On Wednesday, a federal judge ruled that the NBA-branded “Top Shot” NFT sale by Dapper Labs might qualify as securities.
A year and a half before the decision on the request to dismiss, it brought a class-action lawsuit in New York against Dapper Labs and its CEO, Roham Gharegozlu. According to the SEC lawsuit, Gharegozlu and Dapper Labs offered an NFT collection titled “NBA Top Shot Moments” without first registering with the U.S. Securities and Exchange Commission.
Despite the defendants’ requests to dismiss the allegations for contravening Sections 5 and 12 of the Securities Act, the plaintiffs’ claims appear credible. The Supreme Court has ruled that certain transactions qualify as “investment contracts” if they pass the Howey Test. FLOW tokens from Dapper Labs are required for the scheme in question.

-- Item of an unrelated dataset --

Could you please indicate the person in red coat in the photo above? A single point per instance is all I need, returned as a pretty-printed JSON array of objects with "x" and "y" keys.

Plaintiffs assert they may verify no transaction on the Flow blockchain without FLOW tokens. In a move to dismiss the complaint, Dapper Labs argues that their collection of digital basketball cards is not a security threat. Judge Marrero disagreed, concluding that the utility of FLOW adds value to Moments by enabling network consensus on ownership and transaction costs.
They found that moments had only been purchased as investments because Dapper Labs’ public statements and marketing materials had urged customers to expect profits.
Dapper Labs’ inability to accept the underlying blockchain technology supports the court’s judgment. As a result, the petition for Moments is moot. Dapper Labs’ offer qualified as an investment contract under Howey, making Minute securities that must be registered with the SEC.